『遅れた日本の予防接種制度の現状とその対策』 医療構想・千葉シンポから
負の連鎖(悪循環)
これが不幸を呼ぶのです。真の原因は何であれ、救済された不幸なお子様のご家族は、ワクチンを恨みます。またマスコミはワクチンの副作用問題を大きく報道します。またえん罪を受けた医師は自分の不幸をのろい、予防接種を嫌っていきます。当然厚労省は積極的に動けません。それどころか、すべてのワクチンを止めたいとも見えるくらいです。たとえばけいれんのあるお子さんなど、紛れ込み事故であるけいれんを接種後に起こされてはいやですから、接種注意者にします。このような方こそ接種が必要と世界では考えますが、日本では全く逆です。
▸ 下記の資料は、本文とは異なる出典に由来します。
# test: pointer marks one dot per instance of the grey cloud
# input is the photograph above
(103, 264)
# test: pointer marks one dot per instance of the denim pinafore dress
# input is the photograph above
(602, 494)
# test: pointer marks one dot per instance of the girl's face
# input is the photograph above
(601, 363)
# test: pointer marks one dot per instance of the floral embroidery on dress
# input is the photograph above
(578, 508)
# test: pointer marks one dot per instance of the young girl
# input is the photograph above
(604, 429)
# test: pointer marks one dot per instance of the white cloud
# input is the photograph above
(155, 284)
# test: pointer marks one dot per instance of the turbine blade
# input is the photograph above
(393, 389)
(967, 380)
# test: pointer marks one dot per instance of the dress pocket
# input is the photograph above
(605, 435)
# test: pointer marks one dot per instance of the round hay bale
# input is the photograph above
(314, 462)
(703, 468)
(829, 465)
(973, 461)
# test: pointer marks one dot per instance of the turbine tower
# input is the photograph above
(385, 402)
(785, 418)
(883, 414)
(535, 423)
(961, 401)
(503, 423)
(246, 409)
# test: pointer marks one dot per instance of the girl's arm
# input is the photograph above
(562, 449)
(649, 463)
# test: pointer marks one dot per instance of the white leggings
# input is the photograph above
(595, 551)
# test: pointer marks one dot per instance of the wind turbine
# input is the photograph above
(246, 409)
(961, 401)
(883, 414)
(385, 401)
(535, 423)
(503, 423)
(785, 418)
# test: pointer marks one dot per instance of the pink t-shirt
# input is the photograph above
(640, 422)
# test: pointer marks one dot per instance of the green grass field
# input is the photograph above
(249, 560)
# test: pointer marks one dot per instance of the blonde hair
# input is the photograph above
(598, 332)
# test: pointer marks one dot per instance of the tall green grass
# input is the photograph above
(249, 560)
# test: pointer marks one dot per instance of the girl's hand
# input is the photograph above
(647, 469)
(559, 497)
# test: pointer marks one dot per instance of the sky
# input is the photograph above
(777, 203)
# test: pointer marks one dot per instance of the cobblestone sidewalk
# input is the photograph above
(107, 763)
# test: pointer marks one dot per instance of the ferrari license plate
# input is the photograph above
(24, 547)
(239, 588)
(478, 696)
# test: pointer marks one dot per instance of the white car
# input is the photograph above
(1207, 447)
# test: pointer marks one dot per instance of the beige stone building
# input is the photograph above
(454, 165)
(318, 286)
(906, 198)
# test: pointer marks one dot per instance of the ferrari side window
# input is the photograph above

最終的にVPDの被害が拡がり、不幸が続くのです。
このようなことから、20年前までは予防接種先進国日本が、先進国のみならず、中進国上位の国の間でも最悪の予防接種制度になってしまったのです。実際、世界で普通に使用されているワクチンを含めてワクチンの種類は増えず、定期接種の種類も実質的に減らされます。WHOで最重要ワクチンと認められたワクチンも導入も遅いし、定期接種になりません。総ての新規ワクチン(国産および輸入ワクチン)に認可にも大変時間とエネルギーがかかります。
また受けやすい制度作りも全くできておりません。任意接種のワクチンは有料なので接種率は上がりません。医師の裁量を認めず、少しでも下位の法律とずれた場合は定期接種と認めません。予防接種を地方に丸投げしたことで、ある町の無料券は隣町では使えません。そのほか多くの問題点があります。
免責の重要性
この負の連鎖を断ち切るのが免責制度です。国が認可したワクチンに関しては,接種後の有害事象(ワクチンとの因果関係を問わない悪い出来事:健康被害)に関して、ワクチン会社、厚労省関係者、医師を免責にすればよいのです。(極めて重大な過失や犯罪などは別です。)欧米では免責を行っております。小生以前からこの問題を重要視してきましたが、厚労省の前大臣政策室政策官・村重直子氏は、今年の9月に補償・免責制度の必要性を述べております。これは訴訟を前提とした枠組みではなく、何らかの健康被害が生じた場合に、国が補償するのではなく、それを社会全体で受け止め、補償するというのが「補償・免責」制度のようです。一長一短ありますが、国で補償するとなると色々と制約が多くなるので、村重氏は米国などと同様にしたいのだと思います。米国ではワクチン1本あたり75セントを集めて,それをプールして補償に当てるのです。このあたりは国か社会のどちらにしたらよいのか皆で検討することが大切です。
また、補償制度は、科学とは別に考える問題です。どこまで認定するかを、世界中が悩んでおります。認定があまりに緩いと問題ですし、また厳しいと裁判が増えて、ますますややこしくなります。但し、原因の如何に関わらず重大な有害事象(真とニセの健康被害を含む)の起こる割合は100万に1人程度です。そのために、米国式に、当然ある程度の条件をつけますが、見られた症状(病気)が重ければ認めると言うことになると思います。このあたり、副作用問題も正面からとらえて活発な科学的な論議をして、その上でどのような補償制度にするか英知を集めて決めて頂くしかないと思います。
官僚制度を含めた根本的解決
現在の厚労省は縦割りで、2年ごとに人も入れ替わります。米国同様に長期戦略を作るシステム作りが必要です。米国では、ACIP(エイシップ:予防接種実施に関する専門家による諮問勧告委員会)という長期戦略を立てたり、実行する委員会があります。ここには専門家(政府、小児科医、内科医、看護師、公衆衛生関係など多くの職種)が集まり、米国からのVPDの撲滅(予防接種制度の向上)を目指しております。ここで決定されたことには国が予算をつけることが、ケネディー大統領の時代から決まっております。日本でも内閣府などに設置するのがよいと思いますが、このあたりは超党派で決めて頂きたいところです。独裁者は困りますが、上に立つものが子ども(国民)に対する責任を自覚した上で決断して、超党派で応援すれば、日本ではそれ以後はきれいに流れていくと信じております。いずれにしましても予防接種制度の根本的見直しが必要です。
子どもの命を真剣に見直そう
子どもは日本の未来です。良いワクチンが使えないことを含めて総ての予防接種制度の遅れを取り戻すには、予防接種制度の根本的な改革が必要になります。尊い子どもの健康と命を守るためには、これらのことを小児科医だけに任せないで、皆で一緒に活動しましょう。以前、日本でポリオの大流行がおきて大きな被害が出たときに、ママたちが立ち上がったおかげで、マスコミも応援して、時の厚生大臣(古井大臣)が法律を曲げてすぐに良いワクチンを使用できるようにして、日本の子どもたちを救ったことを覚えておいてください。